“Cricket, don’t let’s ever tell that we soaked the carbon paper and thought it was the film that the pictures were taken on,” said Eunice, scrubbing with much soap and energy at the dull yellow stains on her hands that stubbornly grew brighter, instead of fading. “We’d never hear the last of it; and we were geeses,” she added thoughtfully.

Indeed, I’ll never tell,” returned Cricket with emphasis. “Papa and Donald would tease us out of our boots.”

But at dinner-time there were many inquiries concerning the success of the amateur photography.

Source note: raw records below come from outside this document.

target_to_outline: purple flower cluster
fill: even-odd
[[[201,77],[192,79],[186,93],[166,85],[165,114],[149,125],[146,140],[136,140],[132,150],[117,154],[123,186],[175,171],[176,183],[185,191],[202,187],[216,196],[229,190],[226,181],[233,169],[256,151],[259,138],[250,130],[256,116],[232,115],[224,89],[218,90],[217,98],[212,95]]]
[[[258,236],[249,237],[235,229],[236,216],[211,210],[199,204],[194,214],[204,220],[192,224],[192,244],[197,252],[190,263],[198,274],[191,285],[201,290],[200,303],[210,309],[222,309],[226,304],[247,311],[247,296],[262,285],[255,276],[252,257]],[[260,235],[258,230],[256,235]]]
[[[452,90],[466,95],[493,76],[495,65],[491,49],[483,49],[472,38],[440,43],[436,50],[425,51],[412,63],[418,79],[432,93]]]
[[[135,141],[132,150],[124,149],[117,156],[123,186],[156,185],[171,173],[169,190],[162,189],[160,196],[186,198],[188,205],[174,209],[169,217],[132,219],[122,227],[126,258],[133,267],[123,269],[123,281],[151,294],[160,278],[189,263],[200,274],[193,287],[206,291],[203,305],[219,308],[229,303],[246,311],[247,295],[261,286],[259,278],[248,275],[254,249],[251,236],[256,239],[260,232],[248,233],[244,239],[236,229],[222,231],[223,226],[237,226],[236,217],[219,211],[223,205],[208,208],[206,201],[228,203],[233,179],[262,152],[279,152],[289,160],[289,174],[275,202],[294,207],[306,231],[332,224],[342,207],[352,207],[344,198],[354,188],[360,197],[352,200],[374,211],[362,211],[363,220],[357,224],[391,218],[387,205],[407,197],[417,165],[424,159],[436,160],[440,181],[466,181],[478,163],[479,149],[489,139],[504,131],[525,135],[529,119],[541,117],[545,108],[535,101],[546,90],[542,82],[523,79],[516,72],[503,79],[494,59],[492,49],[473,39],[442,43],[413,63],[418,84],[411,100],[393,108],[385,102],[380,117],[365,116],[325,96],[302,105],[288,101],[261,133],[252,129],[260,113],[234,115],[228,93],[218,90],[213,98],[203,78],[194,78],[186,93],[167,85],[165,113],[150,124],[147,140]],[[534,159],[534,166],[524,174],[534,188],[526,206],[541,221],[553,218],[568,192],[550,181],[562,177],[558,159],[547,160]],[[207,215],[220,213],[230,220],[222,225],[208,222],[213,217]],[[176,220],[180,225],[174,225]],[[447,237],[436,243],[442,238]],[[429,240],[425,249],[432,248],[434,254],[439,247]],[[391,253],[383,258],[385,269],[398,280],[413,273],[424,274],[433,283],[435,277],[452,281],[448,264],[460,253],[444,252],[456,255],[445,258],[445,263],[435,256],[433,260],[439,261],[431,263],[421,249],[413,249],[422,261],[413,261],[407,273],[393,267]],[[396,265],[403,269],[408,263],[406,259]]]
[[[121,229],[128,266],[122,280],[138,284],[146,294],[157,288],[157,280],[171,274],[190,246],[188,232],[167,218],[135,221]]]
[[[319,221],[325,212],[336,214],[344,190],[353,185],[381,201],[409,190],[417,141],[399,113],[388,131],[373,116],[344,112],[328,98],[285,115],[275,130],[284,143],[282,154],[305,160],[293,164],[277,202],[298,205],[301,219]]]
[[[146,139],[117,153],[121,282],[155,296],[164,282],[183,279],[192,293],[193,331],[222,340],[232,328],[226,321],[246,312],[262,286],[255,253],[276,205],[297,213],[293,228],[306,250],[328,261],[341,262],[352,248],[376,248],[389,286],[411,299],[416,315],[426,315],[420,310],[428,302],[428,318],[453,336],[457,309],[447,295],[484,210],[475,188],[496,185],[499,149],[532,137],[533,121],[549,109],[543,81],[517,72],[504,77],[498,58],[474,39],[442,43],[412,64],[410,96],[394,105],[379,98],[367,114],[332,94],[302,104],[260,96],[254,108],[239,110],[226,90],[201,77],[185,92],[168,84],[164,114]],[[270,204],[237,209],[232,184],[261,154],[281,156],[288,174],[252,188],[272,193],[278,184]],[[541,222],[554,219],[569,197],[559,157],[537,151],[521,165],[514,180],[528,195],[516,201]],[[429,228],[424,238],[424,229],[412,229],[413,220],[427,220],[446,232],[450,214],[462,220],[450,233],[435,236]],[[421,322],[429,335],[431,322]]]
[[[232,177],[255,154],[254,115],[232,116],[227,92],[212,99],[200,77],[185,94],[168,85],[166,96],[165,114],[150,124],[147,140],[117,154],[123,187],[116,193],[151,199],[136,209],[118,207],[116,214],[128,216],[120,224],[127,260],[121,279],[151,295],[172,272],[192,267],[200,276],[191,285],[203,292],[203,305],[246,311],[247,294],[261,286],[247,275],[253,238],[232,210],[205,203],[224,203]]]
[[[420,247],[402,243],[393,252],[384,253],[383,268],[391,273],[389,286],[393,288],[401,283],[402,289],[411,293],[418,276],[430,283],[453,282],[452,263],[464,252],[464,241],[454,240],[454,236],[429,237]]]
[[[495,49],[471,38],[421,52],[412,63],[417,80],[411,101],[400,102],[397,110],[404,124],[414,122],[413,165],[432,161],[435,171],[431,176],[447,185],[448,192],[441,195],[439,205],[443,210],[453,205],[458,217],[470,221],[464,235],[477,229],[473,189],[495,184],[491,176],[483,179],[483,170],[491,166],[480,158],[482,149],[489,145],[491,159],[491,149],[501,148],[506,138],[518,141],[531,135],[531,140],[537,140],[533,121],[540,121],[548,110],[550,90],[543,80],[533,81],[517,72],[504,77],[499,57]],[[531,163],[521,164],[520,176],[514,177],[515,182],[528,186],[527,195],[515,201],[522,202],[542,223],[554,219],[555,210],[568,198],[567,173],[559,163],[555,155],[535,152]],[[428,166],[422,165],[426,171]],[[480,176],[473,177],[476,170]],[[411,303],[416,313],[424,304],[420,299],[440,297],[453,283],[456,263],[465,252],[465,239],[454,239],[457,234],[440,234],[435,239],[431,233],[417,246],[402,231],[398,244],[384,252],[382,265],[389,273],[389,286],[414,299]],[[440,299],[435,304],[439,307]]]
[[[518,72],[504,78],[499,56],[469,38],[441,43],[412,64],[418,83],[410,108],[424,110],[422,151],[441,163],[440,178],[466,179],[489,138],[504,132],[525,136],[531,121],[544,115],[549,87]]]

“It was a little tiresome,” confessed Eunice. “Marjorie, was the matinée good?”

“Yes, very. How many pictures did you develop?”

“Only one really good one. Papa, don’t you think you could drive us out to Kayuna next Saturday?”

“Yes, if it’s pleasant. So only one picture developed?”

“Oh, they all developed,” put in Cricket, “only we couldn’t always tell exactly what they were meant for. Marjorie, wasn’t May Chester at the matinée? I thought I saw her going.”

“But we want to know about the pictures,” persisted papa, much amused at the children’s fencing. “When will the gallery be opened? The twins said you took them with Johnnie-goat.”

“Yes, we did, and it would have been fine, only we took another picture on top of it,” said Cricket, regretfully. “We should have turned the little key around every time we took a new picture, but we didn’t, and they got a little mixed up.”